A Cuban man’s wooing of a Quebec woman while she was on vacation has been revealed as a marriage scam to get into Canada after his excuse of a bad back preventing intimacy clashed with revelation­s he went out Latin dancing several times a week.

The man, who moved to Canada after an intense romance and a wedding in Cuba, has now been ordered deported.

The sour seduction started when Dreisber Alcina Rodriguez, now 36, approached a woman from Quebec holidaying in Santa Lucia, Cuba, in February 2010. Five years her junior, he flattered, pampered and charmed her, the Federal Court of Canada heard.

When her vacation ended, Rodriguez continued emailing her and the couple maintained a long-distance relationsh­ip. By December, when she returned to see him in Cuba, he proposed.
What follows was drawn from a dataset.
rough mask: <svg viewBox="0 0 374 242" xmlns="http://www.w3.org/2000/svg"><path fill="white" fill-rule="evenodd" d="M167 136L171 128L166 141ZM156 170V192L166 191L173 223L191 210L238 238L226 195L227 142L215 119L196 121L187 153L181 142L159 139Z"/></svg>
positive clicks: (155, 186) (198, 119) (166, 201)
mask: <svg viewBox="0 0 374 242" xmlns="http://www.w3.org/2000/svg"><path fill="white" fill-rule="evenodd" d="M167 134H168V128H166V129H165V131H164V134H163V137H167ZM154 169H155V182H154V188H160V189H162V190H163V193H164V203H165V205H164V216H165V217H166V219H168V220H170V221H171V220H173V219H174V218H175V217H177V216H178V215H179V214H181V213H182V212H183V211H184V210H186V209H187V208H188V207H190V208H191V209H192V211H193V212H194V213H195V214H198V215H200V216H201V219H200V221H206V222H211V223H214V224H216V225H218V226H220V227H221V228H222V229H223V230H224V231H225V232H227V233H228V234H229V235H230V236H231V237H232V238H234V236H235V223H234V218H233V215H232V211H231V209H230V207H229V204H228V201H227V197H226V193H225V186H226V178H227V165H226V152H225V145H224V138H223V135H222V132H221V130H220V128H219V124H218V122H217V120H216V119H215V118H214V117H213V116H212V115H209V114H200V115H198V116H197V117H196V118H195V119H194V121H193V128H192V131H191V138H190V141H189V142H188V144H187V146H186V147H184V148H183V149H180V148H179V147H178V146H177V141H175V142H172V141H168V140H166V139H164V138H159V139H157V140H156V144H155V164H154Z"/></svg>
The woman, identified as V.G. in a recent Federal Court decision, returned to Cuba in February 2011 for their wedding. She then sponsored him to immigrate to Canada.

When he came, court heard, the bloom immediatel­y dropped from their romance. When first arriving at the Montreal airport, he made a derogatory comment to her about her appearance in front of her friends who came to greet him, court heard.

Within days he asked a Spanish translator what the impact of a divorce would be on his residency status in Canada.

Unlike his romantical­ly clingy demeanour in Cuba, he was cold and distant in Canada, court heard. Their steamy sex life in Cuba similarly evaporated once he arrived here.

While he complained that a problem from a herniated disc in his back made it impossible to get a job or have sex, he managed to go out dancing two or three nights a week, returning in the morning, court heard.

“I like to dance — salsa, merengue and bachata,” he told an immigratio­n officer in 2013.

In October, Rodriguez left his wife and, in December, she denounced him to the Immigratio­n and Refugee Board (IRB).

Undaunted, Rodriguez filed for separation with a demand for her to pay him support, since he didn’t have a job. In response, she filed for an annulment of the marriage in Quebec court.

Rodriguez claimed his wife failed to help him integrate in Canada and he felt isolated. He said she now wants him out of Canada so she is not financiall­y responsibl­e for him.

In 2013, a Quebec judge annulled their marriage and ordered Rodriguez to pay her $2,500 for breach of trust and, in 2014, the IRB found his marriage was a sham to gain residency in Canada. That meant he was no longer eligible to remain in the country.

He fought to stay in Canada but not to salvage his marriage.

He first argued to the IRB’s appeal division he was living with a new girlfriend and needed to stay in Canada on humanitari­an and compassion­ate grounds to help her and her two children, whom she has shared custody of. He said he helped them with their math and French homework, a claim partially rejected as he has little knowledge of French.

The Federal Court rejected his appeal of the deportatio­n order against him in a judgment released this month. Justice Jocelyne Gagné found no errors in the IRB’s decisions.